Does it have the Power?
It’s a decent enough introduction to Spinnerella and Netossa, though the emphasis is very much on the former; we learn that she’s capable of generating a whirlwind and is incredibly gullible. I’m not really sure how much use Spinnerella will be: I’m pretty sure that She-Ra is more than capable of spinning and generating a whirlwind by herself. I can’t think of a specific episode to prove it, but She-Ra can do everything else, so the whirlwind trick seems likely.
Anyway, all we learn about Netossa is that she’s got a net (hence her name, presumably) and she’s good at getting captured. Admittedly, that’s pretty much all she needs to be one of She-Ra’s sidekicks, but since there’s plenty of other clowns who fulfil this role, I don’t expect we’ll be seeing Netossa again. I’m going to be honest here: I don’t actually care if we see Netossa or Spinnerella again or not, so either way is a win for me.

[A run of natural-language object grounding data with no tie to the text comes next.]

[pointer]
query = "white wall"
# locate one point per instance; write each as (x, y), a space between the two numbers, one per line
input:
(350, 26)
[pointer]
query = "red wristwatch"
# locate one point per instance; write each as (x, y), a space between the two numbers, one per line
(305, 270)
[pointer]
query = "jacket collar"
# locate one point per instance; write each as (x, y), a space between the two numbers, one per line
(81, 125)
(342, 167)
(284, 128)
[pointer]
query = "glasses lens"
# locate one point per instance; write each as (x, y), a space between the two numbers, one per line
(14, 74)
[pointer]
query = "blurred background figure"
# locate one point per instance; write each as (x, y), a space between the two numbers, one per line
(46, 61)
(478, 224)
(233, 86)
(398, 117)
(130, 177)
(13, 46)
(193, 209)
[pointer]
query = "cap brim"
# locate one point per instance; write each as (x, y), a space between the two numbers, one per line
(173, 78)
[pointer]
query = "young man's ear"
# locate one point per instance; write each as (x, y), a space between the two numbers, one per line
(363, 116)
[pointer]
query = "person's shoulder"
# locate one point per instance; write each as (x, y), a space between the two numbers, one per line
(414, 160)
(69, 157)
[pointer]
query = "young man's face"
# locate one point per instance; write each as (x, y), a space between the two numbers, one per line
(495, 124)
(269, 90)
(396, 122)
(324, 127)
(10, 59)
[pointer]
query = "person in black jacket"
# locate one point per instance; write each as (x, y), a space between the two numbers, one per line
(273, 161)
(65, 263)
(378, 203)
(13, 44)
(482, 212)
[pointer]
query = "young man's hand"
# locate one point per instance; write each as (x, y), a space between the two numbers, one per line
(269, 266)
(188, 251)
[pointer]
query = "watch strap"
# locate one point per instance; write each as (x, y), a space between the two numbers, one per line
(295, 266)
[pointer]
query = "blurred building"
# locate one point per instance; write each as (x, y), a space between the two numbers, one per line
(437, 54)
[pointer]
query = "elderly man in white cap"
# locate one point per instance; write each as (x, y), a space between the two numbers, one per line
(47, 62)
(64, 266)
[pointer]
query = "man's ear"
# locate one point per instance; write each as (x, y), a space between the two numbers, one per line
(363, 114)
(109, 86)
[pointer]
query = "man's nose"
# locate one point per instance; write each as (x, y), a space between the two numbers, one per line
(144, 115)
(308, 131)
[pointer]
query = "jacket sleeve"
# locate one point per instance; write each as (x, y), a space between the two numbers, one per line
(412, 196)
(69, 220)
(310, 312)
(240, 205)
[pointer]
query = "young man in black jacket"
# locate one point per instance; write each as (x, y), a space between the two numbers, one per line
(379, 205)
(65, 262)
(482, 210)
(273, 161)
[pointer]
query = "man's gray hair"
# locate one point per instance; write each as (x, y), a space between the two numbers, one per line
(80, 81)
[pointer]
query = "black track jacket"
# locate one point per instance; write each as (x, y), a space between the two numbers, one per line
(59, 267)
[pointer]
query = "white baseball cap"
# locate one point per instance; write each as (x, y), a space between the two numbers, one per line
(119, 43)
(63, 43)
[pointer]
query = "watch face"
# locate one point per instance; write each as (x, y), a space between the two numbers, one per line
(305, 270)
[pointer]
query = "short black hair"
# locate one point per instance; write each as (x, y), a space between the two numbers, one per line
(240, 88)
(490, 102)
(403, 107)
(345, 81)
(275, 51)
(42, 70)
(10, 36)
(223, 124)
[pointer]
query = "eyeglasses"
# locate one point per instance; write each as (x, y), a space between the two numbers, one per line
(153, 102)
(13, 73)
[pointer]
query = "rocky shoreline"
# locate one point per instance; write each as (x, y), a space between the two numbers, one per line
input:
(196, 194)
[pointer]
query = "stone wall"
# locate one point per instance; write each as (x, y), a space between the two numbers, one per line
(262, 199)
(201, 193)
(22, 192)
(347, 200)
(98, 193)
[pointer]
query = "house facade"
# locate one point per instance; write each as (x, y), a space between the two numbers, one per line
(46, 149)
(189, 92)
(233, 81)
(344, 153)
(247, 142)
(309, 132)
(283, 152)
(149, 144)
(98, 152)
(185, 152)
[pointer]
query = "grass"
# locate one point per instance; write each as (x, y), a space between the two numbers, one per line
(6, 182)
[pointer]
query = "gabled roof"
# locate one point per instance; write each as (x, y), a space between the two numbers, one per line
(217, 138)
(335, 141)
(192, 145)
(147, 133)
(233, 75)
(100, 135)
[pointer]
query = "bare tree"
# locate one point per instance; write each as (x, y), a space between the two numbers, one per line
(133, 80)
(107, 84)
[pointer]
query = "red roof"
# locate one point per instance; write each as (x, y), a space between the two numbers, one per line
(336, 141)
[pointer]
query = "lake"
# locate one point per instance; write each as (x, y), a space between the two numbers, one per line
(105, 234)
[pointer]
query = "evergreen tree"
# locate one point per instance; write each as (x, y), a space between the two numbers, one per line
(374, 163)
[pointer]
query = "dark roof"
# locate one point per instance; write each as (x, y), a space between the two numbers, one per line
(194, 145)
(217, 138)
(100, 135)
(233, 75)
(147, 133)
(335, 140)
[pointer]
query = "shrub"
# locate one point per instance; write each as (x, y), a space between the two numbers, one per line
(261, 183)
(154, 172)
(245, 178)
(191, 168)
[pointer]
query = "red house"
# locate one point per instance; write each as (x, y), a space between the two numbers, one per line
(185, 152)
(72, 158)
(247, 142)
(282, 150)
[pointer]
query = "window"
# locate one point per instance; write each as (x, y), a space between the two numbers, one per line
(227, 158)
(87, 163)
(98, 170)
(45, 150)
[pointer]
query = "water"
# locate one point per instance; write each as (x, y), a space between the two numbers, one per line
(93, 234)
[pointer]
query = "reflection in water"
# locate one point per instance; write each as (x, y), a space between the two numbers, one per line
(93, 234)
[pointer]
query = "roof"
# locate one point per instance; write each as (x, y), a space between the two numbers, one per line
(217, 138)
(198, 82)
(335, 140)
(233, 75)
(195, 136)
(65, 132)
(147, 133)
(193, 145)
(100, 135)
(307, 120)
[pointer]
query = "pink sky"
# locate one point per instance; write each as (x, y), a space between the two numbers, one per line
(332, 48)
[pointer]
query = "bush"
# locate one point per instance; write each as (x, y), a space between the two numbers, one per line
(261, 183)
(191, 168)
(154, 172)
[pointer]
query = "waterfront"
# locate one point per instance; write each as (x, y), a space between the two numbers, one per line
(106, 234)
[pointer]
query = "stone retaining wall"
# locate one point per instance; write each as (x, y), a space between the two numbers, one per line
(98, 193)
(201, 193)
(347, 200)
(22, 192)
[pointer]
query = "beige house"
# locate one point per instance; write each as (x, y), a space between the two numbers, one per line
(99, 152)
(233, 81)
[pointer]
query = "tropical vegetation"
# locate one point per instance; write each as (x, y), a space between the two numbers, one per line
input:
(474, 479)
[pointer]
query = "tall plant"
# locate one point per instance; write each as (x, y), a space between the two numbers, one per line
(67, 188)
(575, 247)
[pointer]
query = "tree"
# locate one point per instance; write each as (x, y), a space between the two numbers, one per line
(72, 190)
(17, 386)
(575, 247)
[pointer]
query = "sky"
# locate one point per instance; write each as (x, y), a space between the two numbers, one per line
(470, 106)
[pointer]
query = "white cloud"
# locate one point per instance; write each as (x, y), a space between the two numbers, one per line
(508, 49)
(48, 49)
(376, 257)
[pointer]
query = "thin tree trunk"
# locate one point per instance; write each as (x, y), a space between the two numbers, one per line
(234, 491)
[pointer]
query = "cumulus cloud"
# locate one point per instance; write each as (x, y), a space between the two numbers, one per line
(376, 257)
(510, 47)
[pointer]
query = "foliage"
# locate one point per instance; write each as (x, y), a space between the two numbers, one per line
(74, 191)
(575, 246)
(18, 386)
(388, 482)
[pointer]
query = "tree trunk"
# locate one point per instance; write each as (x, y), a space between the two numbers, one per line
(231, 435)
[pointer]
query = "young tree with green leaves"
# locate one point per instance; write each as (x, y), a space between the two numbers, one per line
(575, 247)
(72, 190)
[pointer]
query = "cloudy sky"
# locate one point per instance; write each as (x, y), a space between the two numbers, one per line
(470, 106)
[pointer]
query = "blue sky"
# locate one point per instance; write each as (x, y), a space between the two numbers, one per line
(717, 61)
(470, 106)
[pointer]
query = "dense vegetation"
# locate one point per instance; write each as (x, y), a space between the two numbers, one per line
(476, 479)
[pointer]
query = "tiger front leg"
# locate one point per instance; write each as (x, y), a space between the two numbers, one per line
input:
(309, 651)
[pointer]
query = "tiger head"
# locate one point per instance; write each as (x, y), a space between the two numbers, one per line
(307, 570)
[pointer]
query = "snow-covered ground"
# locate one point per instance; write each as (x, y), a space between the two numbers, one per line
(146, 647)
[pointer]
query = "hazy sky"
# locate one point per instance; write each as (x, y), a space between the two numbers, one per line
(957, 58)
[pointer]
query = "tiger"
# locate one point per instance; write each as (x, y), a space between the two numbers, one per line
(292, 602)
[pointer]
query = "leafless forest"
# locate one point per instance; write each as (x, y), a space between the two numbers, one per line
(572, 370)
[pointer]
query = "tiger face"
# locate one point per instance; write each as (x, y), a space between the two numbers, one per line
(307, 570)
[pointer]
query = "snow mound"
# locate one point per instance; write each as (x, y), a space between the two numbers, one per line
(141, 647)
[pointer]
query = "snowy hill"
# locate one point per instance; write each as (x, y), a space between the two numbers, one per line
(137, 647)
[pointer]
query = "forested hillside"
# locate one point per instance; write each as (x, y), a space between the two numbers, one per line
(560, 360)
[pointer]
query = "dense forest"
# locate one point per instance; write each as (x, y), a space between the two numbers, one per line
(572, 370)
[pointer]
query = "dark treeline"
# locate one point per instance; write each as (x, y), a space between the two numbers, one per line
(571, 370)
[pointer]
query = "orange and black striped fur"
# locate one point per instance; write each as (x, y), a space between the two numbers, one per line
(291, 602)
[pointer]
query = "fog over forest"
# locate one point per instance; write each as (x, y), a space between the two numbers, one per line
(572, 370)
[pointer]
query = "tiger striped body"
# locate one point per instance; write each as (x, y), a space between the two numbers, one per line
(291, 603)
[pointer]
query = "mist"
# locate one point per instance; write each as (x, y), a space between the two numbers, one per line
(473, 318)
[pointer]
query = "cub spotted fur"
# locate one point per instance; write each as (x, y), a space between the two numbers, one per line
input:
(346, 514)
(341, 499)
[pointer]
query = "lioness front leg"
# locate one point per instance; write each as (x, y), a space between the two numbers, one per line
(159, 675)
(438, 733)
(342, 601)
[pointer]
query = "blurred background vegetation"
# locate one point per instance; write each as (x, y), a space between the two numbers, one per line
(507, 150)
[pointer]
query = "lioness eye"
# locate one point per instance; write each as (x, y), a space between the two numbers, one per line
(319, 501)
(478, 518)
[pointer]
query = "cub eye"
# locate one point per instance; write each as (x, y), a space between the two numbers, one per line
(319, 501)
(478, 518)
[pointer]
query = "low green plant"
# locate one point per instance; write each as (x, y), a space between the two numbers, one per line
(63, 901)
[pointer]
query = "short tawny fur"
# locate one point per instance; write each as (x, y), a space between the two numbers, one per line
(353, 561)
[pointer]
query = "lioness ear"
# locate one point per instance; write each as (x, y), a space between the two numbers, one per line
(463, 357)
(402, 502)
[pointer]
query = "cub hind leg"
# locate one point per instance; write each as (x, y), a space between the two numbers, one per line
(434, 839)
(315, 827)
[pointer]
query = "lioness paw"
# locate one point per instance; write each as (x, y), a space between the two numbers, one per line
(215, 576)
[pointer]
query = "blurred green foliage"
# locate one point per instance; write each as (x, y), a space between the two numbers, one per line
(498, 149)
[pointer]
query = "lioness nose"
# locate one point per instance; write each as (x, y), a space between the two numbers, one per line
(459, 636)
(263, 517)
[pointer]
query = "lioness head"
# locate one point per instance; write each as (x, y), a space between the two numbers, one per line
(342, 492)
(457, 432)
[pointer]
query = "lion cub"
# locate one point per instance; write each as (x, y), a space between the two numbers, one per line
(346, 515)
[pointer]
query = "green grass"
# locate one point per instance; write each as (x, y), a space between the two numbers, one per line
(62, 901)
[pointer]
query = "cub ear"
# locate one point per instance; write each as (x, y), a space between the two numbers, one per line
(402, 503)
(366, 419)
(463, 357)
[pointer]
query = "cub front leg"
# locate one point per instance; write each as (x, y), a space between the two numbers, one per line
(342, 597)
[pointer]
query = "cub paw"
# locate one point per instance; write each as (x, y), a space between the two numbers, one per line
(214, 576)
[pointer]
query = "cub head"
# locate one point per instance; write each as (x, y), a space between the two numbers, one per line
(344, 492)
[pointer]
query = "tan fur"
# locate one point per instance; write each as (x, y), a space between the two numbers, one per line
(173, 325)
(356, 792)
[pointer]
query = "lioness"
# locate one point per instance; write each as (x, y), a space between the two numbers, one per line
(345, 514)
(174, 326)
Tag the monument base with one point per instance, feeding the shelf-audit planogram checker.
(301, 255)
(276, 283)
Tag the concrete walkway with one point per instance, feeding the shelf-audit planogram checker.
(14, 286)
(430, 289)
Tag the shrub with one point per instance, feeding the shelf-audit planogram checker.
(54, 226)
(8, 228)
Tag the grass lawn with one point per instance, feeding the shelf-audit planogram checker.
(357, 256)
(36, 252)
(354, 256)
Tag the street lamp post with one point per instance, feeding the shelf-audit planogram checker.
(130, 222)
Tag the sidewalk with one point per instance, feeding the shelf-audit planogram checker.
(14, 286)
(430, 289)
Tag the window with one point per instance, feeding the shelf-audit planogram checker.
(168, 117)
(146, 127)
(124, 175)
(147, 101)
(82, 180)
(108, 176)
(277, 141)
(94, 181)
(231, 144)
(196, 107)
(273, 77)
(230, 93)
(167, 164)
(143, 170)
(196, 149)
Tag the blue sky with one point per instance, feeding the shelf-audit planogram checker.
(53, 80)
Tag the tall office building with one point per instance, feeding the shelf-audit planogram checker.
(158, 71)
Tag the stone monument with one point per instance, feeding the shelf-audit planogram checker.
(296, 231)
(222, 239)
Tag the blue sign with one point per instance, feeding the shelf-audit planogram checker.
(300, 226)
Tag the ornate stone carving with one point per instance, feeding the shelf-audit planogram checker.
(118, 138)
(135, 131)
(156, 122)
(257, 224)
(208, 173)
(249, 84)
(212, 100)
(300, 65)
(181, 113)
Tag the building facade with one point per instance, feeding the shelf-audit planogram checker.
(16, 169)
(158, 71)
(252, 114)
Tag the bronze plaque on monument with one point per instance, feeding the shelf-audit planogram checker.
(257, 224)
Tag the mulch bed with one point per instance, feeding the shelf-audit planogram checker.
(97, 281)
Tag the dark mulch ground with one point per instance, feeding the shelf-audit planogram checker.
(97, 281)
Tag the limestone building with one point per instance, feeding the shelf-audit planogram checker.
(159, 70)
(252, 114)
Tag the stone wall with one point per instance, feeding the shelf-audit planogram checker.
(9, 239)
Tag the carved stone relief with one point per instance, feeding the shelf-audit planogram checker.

The story is not very exciting, really. For one thing, Hordak tricking people into helping him is not a new idea, and for another, it’s not long since we had an episode about Shadow Weaver using the wind to defeat the rebels, and while this episode is much better than Above It All, it’s still not good by any objective standards. Unless you really want to know where Spinnerella and Netarsa came from, I’d conclude there’s no need to watch this episode.